Aujourd’hui, j’ai la sensation d’être d’amputé, le vide de mon cerveau m’angoisse.
Tout en regardant la vidéo sur la Grande Librairie, je m’interroge. Est-ce bien le même homme plein d’assurance devant les caméras et l’homme avachi devant son bureau ?
Devant le manque d’inspiration, je décidais de prendre le taureau par les cornes !

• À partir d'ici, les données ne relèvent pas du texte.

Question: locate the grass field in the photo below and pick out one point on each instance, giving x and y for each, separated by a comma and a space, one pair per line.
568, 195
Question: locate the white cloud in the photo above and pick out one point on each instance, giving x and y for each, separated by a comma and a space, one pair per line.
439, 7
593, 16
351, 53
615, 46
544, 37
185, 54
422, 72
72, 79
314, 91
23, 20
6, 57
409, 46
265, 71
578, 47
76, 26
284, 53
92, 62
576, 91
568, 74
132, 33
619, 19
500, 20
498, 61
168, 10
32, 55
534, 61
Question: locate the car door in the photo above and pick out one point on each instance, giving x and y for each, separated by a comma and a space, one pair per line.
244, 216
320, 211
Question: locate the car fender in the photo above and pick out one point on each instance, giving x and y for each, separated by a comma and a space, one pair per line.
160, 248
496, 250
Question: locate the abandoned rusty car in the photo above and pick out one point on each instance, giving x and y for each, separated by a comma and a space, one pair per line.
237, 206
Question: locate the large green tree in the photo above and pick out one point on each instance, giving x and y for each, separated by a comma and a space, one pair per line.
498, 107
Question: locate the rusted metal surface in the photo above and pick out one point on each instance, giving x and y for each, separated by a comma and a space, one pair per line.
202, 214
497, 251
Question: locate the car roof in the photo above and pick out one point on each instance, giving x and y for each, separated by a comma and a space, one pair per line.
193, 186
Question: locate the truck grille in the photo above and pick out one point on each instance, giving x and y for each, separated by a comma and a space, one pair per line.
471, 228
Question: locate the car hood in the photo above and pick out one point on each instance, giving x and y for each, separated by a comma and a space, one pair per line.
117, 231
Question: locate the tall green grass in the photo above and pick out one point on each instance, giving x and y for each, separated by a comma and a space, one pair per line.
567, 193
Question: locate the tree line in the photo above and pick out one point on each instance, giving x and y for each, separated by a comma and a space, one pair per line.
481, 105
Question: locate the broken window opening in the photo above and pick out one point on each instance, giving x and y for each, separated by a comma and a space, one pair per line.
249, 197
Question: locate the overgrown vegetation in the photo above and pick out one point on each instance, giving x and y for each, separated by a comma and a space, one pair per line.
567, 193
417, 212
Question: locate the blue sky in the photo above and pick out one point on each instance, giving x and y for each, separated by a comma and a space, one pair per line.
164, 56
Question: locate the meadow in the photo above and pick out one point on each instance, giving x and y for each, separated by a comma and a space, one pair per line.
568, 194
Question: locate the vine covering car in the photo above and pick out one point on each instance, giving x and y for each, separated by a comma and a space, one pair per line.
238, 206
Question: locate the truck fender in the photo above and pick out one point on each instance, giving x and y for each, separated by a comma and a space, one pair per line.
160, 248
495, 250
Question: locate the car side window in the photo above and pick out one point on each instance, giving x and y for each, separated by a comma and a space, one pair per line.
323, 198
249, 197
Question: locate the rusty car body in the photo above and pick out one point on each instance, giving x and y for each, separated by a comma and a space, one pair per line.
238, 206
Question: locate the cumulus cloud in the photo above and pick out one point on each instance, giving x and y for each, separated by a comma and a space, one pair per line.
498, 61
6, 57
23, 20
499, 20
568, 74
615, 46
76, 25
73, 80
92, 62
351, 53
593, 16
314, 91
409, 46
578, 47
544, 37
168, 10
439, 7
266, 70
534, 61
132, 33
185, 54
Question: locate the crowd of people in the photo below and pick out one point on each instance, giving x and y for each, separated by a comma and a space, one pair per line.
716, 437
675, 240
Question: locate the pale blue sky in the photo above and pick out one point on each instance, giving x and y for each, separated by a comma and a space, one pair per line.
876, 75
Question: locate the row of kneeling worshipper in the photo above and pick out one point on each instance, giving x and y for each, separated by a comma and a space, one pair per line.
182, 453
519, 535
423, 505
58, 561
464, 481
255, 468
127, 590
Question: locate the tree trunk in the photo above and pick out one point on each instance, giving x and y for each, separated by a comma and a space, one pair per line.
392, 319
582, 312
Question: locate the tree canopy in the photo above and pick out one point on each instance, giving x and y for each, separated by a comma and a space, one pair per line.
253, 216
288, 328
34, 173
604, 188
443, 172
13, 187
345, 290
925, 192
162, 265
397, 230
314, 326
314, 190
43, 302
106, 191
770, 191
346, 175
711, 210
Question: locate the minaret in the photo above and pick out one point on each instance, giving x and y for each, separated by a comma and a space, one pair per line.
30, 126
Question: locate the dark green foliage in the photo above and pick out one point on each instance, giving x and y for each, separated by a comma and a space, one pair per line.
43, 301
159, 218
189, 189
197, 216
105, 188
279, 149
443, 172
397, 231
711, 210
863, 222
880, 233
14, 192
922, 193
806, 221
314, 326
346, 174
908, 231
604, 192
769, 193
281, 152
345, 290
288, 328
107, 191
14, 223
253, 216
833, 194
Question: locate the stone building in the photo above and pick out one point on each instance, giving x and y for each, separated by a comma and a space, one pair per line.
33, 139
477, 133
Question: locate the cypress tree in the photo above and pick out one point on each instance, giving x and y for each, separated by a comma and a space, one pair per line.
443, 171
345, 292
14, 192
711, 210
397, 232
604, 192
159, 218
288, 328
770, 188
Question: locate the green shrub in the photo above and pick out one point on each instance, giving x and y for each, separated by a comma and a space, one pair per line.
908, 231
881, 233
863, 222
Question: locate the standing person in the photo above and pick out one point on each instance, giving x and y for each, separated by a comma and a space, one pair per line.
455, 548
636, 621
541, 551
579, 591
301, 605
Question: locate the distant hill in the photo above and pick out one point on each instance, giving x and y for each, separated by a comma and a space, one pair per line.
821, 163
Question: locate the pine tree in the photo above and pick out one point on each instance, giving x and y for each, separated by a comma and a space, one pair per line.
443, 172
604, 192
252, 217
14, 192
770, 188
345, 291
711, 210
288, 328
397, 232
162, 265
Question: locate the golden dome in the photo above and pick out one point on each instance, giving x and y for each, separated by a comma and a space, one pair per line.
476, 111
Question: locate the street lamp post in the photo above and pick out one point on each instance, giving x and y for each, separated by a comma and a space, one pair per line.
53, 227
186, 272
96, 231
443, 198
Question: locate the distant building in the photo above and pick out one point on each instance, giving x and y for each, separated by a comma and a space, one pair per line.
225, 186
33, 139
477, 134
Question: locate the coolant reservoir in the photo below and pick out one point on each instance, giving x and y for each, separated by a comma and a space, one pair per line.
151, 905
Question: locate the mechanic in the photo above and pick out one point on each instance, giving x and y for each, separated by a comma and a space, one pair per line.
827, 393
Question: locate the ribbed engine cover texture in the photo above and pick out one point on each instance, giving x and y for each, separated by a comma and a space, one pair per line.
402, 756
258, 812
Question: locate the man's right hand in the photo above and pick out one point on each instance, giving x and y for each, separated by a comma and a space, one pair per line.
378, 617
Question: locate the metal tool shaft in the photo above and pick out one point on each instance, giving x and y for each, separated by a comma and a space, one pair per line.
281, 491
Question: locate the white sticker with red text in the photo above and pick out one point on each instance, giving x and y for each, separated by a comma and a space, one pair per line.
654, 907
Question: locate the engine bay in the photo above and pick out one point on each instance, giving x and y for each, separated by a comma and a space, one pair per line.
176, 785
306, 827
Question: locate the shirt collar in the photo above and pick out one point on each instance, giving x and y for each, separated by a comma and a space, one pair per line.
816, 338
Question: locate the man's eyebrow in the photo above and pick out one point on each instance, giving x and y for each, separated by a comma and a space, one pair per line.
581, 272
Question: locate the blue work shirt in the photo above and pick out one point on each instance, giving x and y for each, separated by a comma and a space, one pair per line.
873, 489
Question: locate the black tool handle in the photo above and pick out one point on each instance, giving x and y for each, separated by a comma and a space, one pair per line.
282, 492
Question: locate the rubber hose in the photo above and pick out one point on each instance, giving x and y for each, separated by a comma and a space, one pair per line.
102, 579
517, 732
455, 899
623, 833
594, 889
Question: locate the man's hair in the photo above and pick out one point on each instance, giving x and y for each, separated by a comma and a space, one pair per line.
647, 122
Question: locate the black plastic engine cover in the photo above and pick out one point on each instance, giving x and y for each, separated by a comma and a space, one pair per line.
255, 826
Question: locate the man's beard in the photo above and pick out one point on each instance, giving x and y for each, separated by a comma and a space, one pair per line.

Partant du principe que le corps humain est un tout, je pris la décision de pallier ma vie sédentaire par une reprise du sport.
Ainsi, mon cerveau serait mieux irrigué et de ce fait fonctionnerait mieux !
Tous les matins, dès mon petit déjeuner terminé, je partais faire de la course à pied par des parcours qui me menaient au gré de mon humeur au bois de Boulogne ou le long de la Seine. Certes, l’air n’avait pas la qualité de l’air de la campagne, de la mer ou de la montagne. Mais il fallait faire avec ce que j’avais…
Parallèlement, j’avais pris un abonnement, à une piscine voisine avec un bassin de 50 m. Et une fois par jour, je parcourais 1000 m en compagnie de stakhanovistes acharnés.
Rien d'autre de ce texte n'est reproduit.